History

United Kingdom
- Name: HMS L14
- Builder: Vickers Limited, Barrow-in-Furness
- Laid down: 19 January 1917
- Launched: 10 June 1918
- Fate: Sold for scrapping, May 1934

General characteristics
- Class & type: L-class submarine
- Displacement: 914 long tons (929 t) surfaced; 1,089 long tons (1,106 t) submerged;
- Length: 238 ft 7 in (72.7 m)
- Beam: 23 ft 6 in (7.2 m)
- Draught: 13 ft 3 in (4.0 m)
- Installed power: 2,400 bhp (1,800 kW) (diesel); 1,600 hp (1,200 kW) (electric);
- Propulsion: 2 × diesel engines; 2 × electric motors;
- Speed: 17 kn (31 km/h; 20 mph) surfaced; 10.5 kn (19.4 km/h; 12.1 mph) submerged;
- Range: 3,800 nmi (7,000 km; 4,400 mi) at 10 kn (19 km/h; 12 mph) on the surface
- Test depth: 150 feet (45.7 m)
- Complement: 38
- Armament: 4 × bow 21 in (533 mm) torpedo tubes; 2 × beam 18 in (457 mm) torpedo tubes; 1 × 4-inch deck gun; 16 mines;

= HMS L14 =

British submarine

HMS L14 was a L-class submarine built for the Royal Navy during World War I. She was one of five boats in the class to be fitted as a minelayer. The boat survived the war and was sold for scrap in 1934.

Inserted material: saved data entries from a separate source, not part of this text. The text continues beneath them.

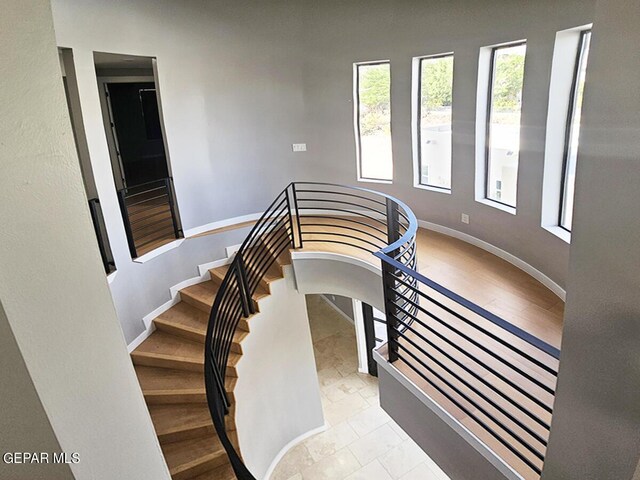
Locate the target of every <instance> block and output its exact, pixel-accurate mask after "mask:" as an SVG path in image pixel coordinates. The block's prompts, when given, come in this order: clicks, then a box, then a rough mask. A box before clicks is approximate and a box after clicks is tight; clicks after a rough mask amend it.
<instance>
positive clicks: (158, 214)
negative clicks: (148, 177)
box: [118, 177, 183, 258]
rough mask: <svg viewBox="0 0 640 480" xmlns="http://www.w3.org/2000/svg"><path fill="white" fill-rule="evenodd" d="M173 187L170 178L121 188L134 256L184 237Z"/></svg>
mask: <svg viewBox="0 0 640 480" xmlns="http://www.w3.org/2000/svg"><path fill="white" fill-rule="evenodd" d="M172 187H173V185H172V181H171V178H169V177H167V178H161V179H159V180H154V181H153V182H148V183H143V184H140V185H135V186H132V187H127V188H123V189H121V190H118V201H119V203H120V211H121V212H122V218H123V220H124V227H125V232H126V234H127V242H128V243H129V252H130V253H131V257H132V258H137V257H139V256H141V255H144V254H145V253H148V252H150V251H151V250H154V249H156V248H158V247H160V246H162V245H165V244H167V243H169V242H172V241H173V240H175V239H177V238H181V237H182V236H183V235H182V230H181V228H180V224H179V221H178V215H177V212H176V206H175V201H174V198H173V188H172Z"/></svg>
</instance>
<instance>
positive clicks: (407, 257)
mask: <svg viewBox="0 0 640 480" xmlns="http://www.w3.org/2000/svg"><path fill="white" fill-rule="evenodd" d="M417 231H418V222H417V220H416V217H415V215H414V214H413V212H412V211H411V209H409V207H407V205H405V204H404V203H403V202H401V201H400V200H398V199H395V198H393V197H391V196H389V195H386V194H383V193H380V192H376V191H373V190H368V189H364V188H356V187H348V186H343V185H336V184H328V183H317V182H295V183H291V184H289V185H288V186H287V188H285V189H284V190H283V191H282V192H281V193H280V194H279V195H278V196H277V197H276V199H275V200H274V201H273V203H272V204H271V205H270V206H269V207H268V208H267V210H266V211H265V212H264V214H263V215H262V217H261V218H260V219H259V220H258V221H257V223H256V224H255V226H254V227H253V229H252V230H251V232H250V233H249V235H248V236H247V238H246V239H245V241H244V243H243V244H242V246H241V247H240V249H239V250H238V252H237V253H236V255H235V256H234V258H233V260H232V262H231V264H230V266H229V269H228V272H227V274H226V276H225V278H224V280H223V282H222V284H221V286H220V289H219V290H218V293H217V295H216V298H215V301H214V304H213V308H212V310H211V315H210V319H209V325H208V329H207V338H206V344H205V384H206V390H207V400H208V404H209V409H210V411H211V416H212V418H213V422H214V425H215V427H216V430H217V432H218V435H219V437H220V440H221V442H222V444H223V445H224V446H225V449H226V450H227V453H228V455H229V458H230V460H231V464H232V466H233V468H234V471H235V473H236V476H237V477H238V478H239V479H240V480H254V477H253V475H252V474H251V473H250V472H249V470H248V469H247V467H246V466H245V465H244V463H243V462H242V459H241V458H240V455H239V454H238V453H237V451H236V449H235V447H234V445H233V444H232V442H231V441H230V439H229V437H228V436H227V433H226V429H225V422H224V417H225V415H226V414H227V413H228V412H229V408H230V406H231V403H230V401H229V397H228V395H227V388H226V384H225V381H226V370H227V362H228V359H229V353H230V350H231V345H232V343H233V337H234V335H235V332H236V330H237V329H238V326H239V324H240V321H241V320H242V318H246V317H249V316H250V315H252V314H253V313H255V303H254V300H253V295H254V293H255V292H256V289H257V287H258V285H259V282H260V280H261V279H262V278H263V277H264V275H265V274H266V273H267V271H268V270H269V268H271V266H272V265H273V263H274V262H276V260H277V258H278V257H279V256H281V255H283V254H284V253H285V252H286V251H287V250H289V249H298V248H303V247H304V248H309V247H310V246H312V245H314V244H324V245H325V246H329V245H332V244H338V245H341V246H343V247H342V248H344V246H346V247H348V248H351V249H352V252H353V254H354V255H362V253H363V252H364V254H365V255H367V258H368V259H369V260H371V259H372V258H374V257H371V256H370V255H371V254H373V255H375V257H377V258H378V259H380V261H381V267H382V281H383V291H384V302H385V311H386V312H385V313H386V328H387V335H388V343H387V345H388V359H389V361H390V362H395V364H396V365H397V367H398V368H402V369H404V371H405V372H406V373H409V374H413V375H414V376H415V375H417V378H420V379H422V380H423V383H424V386H425V388H428V389H430V391H433V392H436V393H437V394H439V395H440V396H441V397H442V398H444V399H446V401H448V402H450V403H451V404H453V405H454V406H455V408H458V409H459V410H461V411H462V412H464V414H465V415H466V416H467V417H468V418H469V419H471V421H472V422H474V424H475V426H470V425H468V426H469V428H471V429H472V431H474V430H473V428H476V429H477V428H478V427H479V428H480V429H481V430H482V432H485V433H486V434H487V435H488V437H487V438H490V439H491V441H494V440H495V442H497V444H496V445H498V446H500V447H504V448H505V449H506V451H508V452H510V453H512V454H513V455H514V456H515V457H516V458H517V459H519V460H520V461H521V462H522V463H523V464H524V465H525V466H526V468H530V469H531V470H532V471H533V472H535V473H537V474H539V473H540V472H541V466H542V463H541V462H542V461H543V460H544V450H545V448H546V442H547V440H546V439H547V436H548V432H549V425H550V415H551V413H552V405H553V396H554V394H555V391H554V388H555V377H556V375H557V360H558V358H559V351H558V350H557V349H555V348H554V347H552V346H550V345H548V344H547V343H545V342H543V341H542V340H540V339H538V338H536V337H535V336H533V335H531V334H529V333H527V332H525V331H523V330H522V329H520V328H518V327H516V326H514V325H512V324H510V323H508V322H506V321H505V320H503V319H501V318H499V317H497V316H496V315H494V314H492V313H490V312H488V311H487V310H484V309H482V308H480V307H479V306H477V305H475V304H473V303H471V302H469V301H468V300H466V299H464V298H463V297H461V296H459V295H457V294H455V293H454V292H451V291H450V290H447V289H446V288H444V287H442V286H441V285H438V284H437V283H435V282H433V281H432V280H430V279H428V278H427V277H425V276H423V275H421V274H419V273H418V272H417V246H416V235H417ZM342 251H344V250H342ZM494 451H495V449H494Z"/></svg>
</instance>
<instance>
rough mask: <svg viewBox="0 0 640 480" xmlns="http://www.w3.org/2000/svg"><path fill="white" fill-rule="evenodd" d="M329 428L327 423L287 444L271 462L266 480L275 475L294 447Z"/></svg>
mask: <svg viewBox="0 0 640 480" xmlns="http://www.w3.org/2000/svg"><path fill="white" fill-rule="evenodd" d="M328 428H329V425H328V424H326V423H325V424H324V425H322V426H320V427H318V428H314V429H312V430H309V431H308V432H306V433H303V434H302V435H300V436H299V437H296V438H294V439H293V440H291V441H290V442H289V443H287V444H286V445H285V446H284V447H282V450H280V451H279V452H278V454H277V455H276V456H275V457H274V459H273V460H272V461H271V465H269V468H268V469H267V472H266V473H265V474H264V480H269V479H270V478H271V475H272V474H273V471H274V470H275V468H276V466H277V465H278V463H280V460H282V457H284V456H285V455H286V454H287V452H288V451H289V450H291V449H292V448H293V447H295V446H296V445H298V444H299V443H302V442H304V441H305V440H306V439H307V438H309V437H312V436H313V435H317V434H318V433H322V432H324V431H326V430H327V429H328Z"/></svg>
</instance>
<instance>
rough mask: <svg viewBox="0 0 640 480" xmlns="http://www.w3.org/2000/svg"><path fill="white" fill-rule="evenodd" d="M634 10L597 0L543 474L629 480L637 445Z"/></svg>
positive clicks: (602, 478) (634, 9)
mask: <svg viewBox="0 0 640 480" xmlns="http://www.w3.org/2000/svg"><path fill="white" fill-rule="evenodd" d="M639 18H640V3H639V2H638V1H637V0H600V1H599V2H598V5H597V10H596V15H595V19H594V20H595V21H594V30H593V45H592V53H591V58H590V60H589V73H588V75H587V85H586V87H585V97H584V105H583V108H584V109H583V127H582V128H583V133H582V135H581V140H580V148H581V149H580V152H579V156H578V170H577V180H576V182H577V191H576V208H575V213H574V215H575V216H574V225H575V231H574V239H573V243H572V247H571V259H570V268H569V281H568V285H569V288H568V292H567V305H566V313H565V324H564V336H563V342H562V358H561V363H560V376H559V382H558V390H557V391H558V394H557V396H556V403H555V409H554V410H555V411H554V416H553V423H552V425H551V438H550V443H549V450H548V456H547V462H546V469H545V472H544V475H543V480H560V479H562V480H574V479H575V480H578V479H580V480H590V479H593V480H628V479H630V478H631V477H632V475H633V473H634V470H635V469H636V465H637V463H638V457H639V455H640V428H639V426H640V400H639V398H638V392H640V363H639V362H638V358H639V354H640V300H639V296H638V293H639V292H640V276H639V275H638V273H639V272H640V247H639V245H638V239H640V223H639V222H638V214H637V211H638V207H639V206H640V188H639V185H640V155H639V153H638V152H639V151H640V95H638V79H639V78H640V53H639V50H638V48H637V46H638V45H639V44H640V30H638V19H639Z"/></svg>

==Design and description==
L9 and its successors were enlarged to accommodate 21-inch (53.3 cm) torpedoes and more fuel. The submarine had a length of 238 ft 7 in overall, a beam of 23 ft 6 in and a mean draught of 13 ft 3 in. They displaced 914 LT on the surface and 1089 LT submerged. The L-class submarines had a crew of 38 officers and ratings.

For surface running, the boats were powered by two 12-cylinder Vickers 1200 bhp diesel engines, each driving one propeller shaft. When submerged each propeller was driven by a 600 hp electric motor. They could reach 17 kn on the surface and 10.5 kn underwater. On the surface, the L class had a range of 3800 nmi at 10 kn.

The boats were armed with four 21-inch torpedo tubes in the bow and two 18-inch (45 cm) in broadside mounts. They carried four reload torpedoes for the 21-inch tubes for a grand total of ten torpedoes of all sizes. They were also armed with a 4 in deck gun. L14 was fitted with 16 vertical mine chutes in her saddle tanks and carried one mine per chute.

==Construction and career==
HMS L14 was built by Vickers, Barrow. She was laid down on 19 January 1917. The boat was sold to John Cashmore Ltd in May 1934 for scrapping at Newport. The periscope from L14 is preserved at the Royal Navy Submarine Museum at Gosport. It may be the only surviving example of a World War I periscope. It was manufactured by Grubb & Co. in 1918.